Etude De Bakary Sambe Sur Les Facteurs De Radicalisation Dans La Grande Banlieue De Dakar : Analyse De La Méthodologie

Bakary Sambe et son équipe expliquent dans leur rapport avoir utilisé la méthodologie d’enquête Connaissances, attitudes et pratiques (Cap), «une approche relativement nouvelle dans le domaine de la protection de l’enfant» pour Save The Children et appliquée aux «phénomènes mi­gra­toires» pour l’Organisation des Nations unies contre la drogue et les crimes (Onudc).

L’objet de cette contribution est de comparer les standards développés dans le Manuel de référence de Save The Childen# que l’équipe dit avoir utilisé et la méthodologie décrite dans la version du rapport de 21 pages publiée dans son site web officiel en date du mercredi 26 octobre 2016.

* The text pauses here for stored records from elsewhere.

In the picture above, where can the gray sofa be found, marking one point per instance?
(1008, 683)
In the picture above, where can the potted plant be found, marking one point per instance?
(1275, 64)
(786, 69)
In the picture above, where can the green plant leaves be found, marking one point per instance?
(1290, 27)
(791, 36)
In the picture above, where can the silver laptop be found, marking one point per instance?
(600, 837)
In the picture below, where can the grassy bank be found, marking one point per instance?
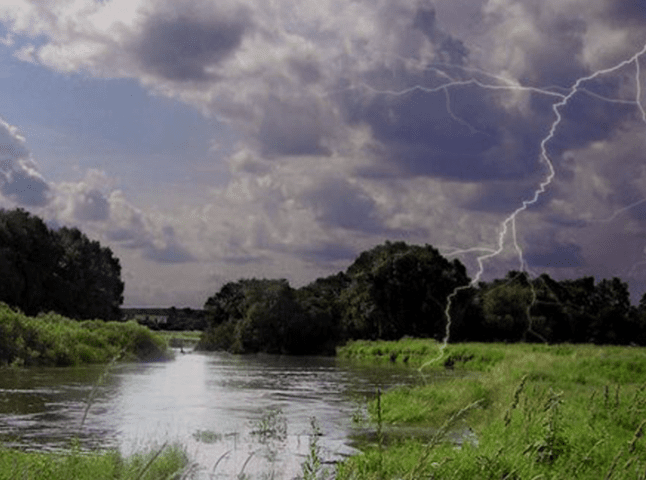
(54, 340)
(523, 412)
(166, 463)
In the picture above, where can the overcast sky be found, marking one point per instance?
(206, 141)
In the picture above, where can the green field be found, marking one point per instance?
(163, 463)
(517, 411)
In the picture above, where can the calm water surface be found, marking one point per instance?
(212, 403)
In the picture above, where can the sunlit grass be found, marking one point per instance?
(169, 462)
(546, 412)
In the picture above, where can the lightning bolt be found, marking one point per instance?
(508, 226)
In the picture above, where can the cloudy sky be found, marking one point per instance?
(205, 141)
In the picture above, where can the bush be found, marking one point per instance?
(58, 341)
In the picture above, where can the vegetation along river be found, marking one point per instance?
(250, 414)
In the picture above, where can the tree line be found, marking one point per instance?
(63, 271)
(396, 290)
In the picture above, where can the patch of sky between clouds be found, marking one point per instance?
(114, 125)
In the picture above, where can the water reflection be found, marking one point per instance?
(213, 404)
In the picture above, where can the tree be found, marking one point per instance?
(28, 257)
(91, 276)
(62, 270)
(396, 290)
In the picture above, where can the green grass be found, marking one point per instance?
(163, 463)
(538, 412)
(53, 340)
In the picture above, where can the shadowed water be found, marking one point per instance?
(252, 412)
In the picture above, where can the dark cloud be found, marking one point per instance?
(337, 203)
(586, 120)
(555, 60)
(91, 205)
(505, 197)
(566, 255)
(289, 128)
(182, 48)
(448, 48)
(471, 139)
(330, 252)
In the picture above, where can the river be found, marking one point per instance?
(251, 414)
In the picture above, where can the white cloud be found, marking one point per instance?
(337, 148)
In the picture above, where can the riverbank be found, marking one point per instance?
(521, 411)
(53, 340)
(162, 463)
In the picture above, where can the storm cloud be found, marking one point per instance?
(349, 122)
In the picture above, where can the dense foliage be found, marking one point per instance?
(56, 270)
(396, 290)
(54, 340)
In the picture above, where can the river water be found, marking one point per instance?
(233, 414)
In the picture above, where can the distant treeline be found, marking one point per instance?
(171, 319)
(43, 270)
(396, 290)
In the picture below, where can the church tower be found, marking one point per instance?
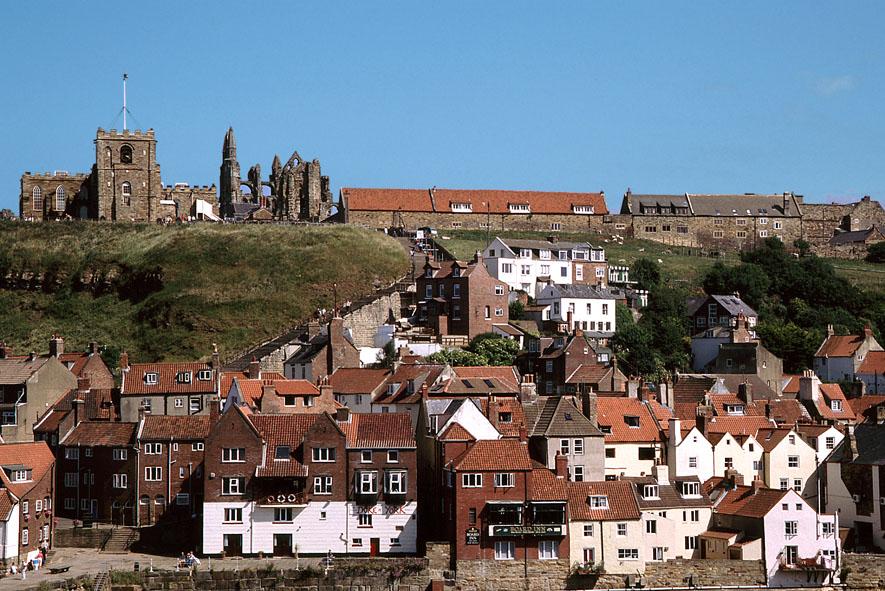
(229, 184)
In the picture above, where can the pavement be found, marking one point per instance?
(89, 561)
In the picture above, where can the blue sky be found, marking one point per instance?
(656, 96)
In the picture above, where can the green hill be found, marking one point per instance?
(165, 293)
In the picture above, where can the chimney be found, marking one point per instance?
(675, 429)
(528, 390)
(852, 443)
(56, 346)
(254, 372)
(561, 466)
(745, 392)
(662, 473)
(588, 406)
(809, 386)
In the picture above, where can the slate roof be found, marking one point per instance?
(556, 416)
(622, 503)
(134, 383)
(359, 199)
(34, 455)
(379, 431)
(490, 455)
(18, 370)
(180, 428)
(101, 434)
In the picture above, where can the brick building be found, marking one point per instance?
(27, 475)
(458, 298)
(471, 209)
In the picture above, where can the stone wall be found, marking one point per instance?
(511, 575)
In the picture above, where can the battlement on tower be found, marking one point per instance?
(103, 134)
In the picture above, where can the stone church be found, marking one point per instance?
(125, 185)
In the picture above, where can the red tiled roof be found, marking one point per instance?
(622, 503)
(379, 430)
(544, 485)
(489, 455)
(611, 412)
(840, 346)
(482, 200)
(98, 434)
(456, 432)
(357, 380)
(167, 383)
(873, 364)
(34, 455)
(743, 502)
(181, 428)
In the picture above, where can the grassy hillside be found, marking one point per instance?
(678, 264)
(170, 292)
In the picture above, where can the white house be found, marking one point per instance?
(586, 307)
(521, 263)
(800, 548)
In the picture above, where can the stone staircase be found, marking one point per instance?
(119, 540)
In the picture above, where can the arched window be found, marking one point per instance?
(37, 198)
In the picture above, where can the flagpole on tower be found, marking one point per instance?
(125, 77)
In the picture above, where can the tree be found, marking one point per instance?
(646, 273)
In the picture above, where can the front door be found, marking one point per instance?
(282, 544)
(233, 544)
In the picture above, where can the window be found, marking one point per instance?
(395, 482)
(471, 480)
(233, 486)
(230, 455)
(37, 198)
(233, 515)
(598, 502)
(548, 550)
(505, 480)
(322, 485)
(282, 514)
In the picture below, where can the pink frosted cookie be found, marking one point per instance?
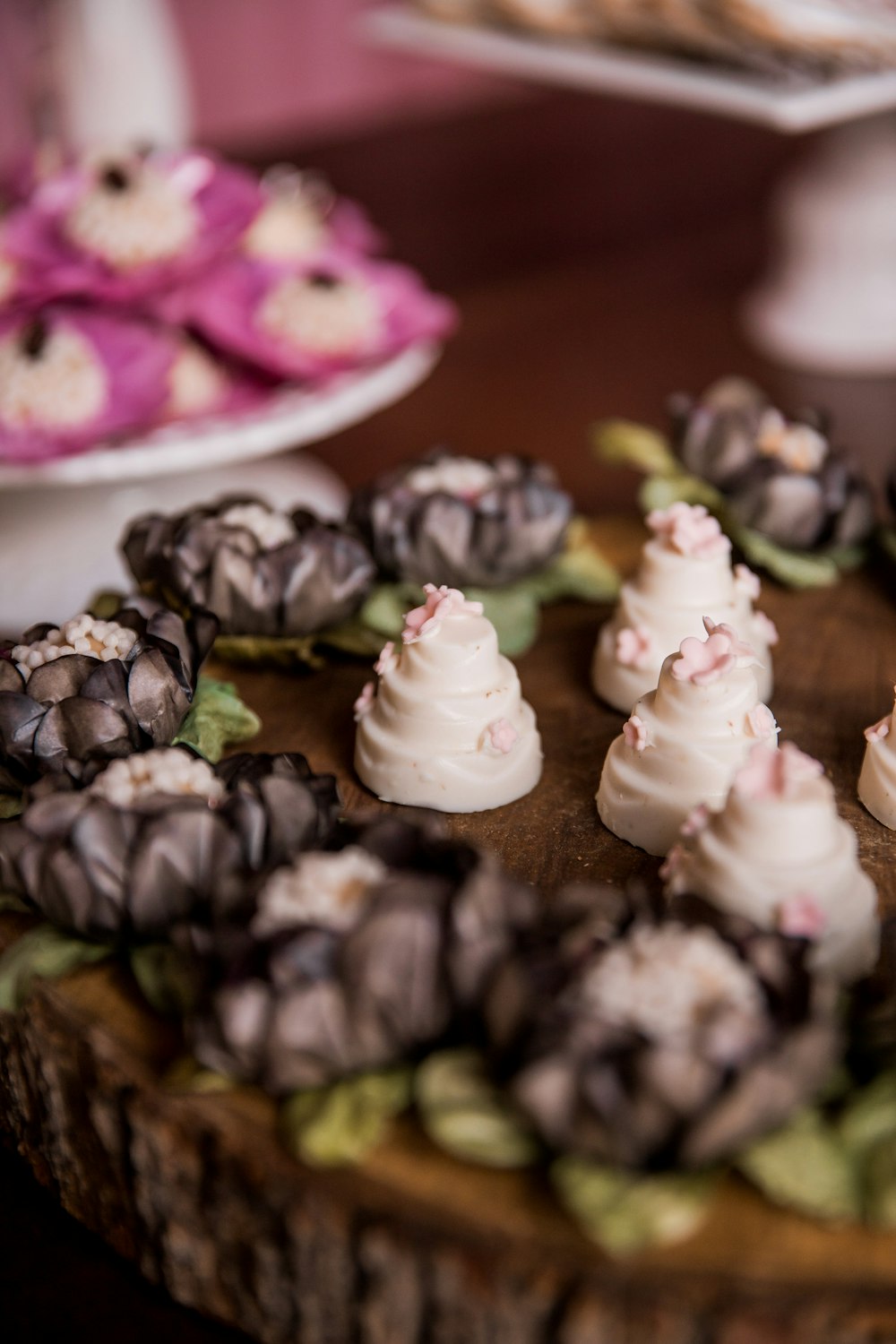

Le papier est axé sur six points : (i) les méthodes de recherche, (ii) les limites propres à l’enquête Cap, (iii) le plan d’échantillonnage et la généralisabilité, (iv) l’expertise utilisée, (v) le format du rapport et enfin, (vi) les règles éthiques en recherche dans le domaine des sciences sociales.

Le Manuel de Save The Children définit l’enquête Cap comme «l’étude quantitative d’une population spécifique qui consiste à collecter des informations sur ce que les individus savent, comment ils se sentent et se comportent par rapport à un sujet spécifique»#.

Le Manuel prévient dès le début à la page 5 que : «Bien que la méthodologie d’enquête paraisse simple, les connaissances, attitudes et pratiques sont très complexes et, la qualité et la validité des données peuvent être compromises sur différents points. Il est donc crucial que toute enquête Cap soit menée par un chercheur expérimenté, capable de prévoir et de gérer ces difficultés dès l’étape de la conception et au-delà».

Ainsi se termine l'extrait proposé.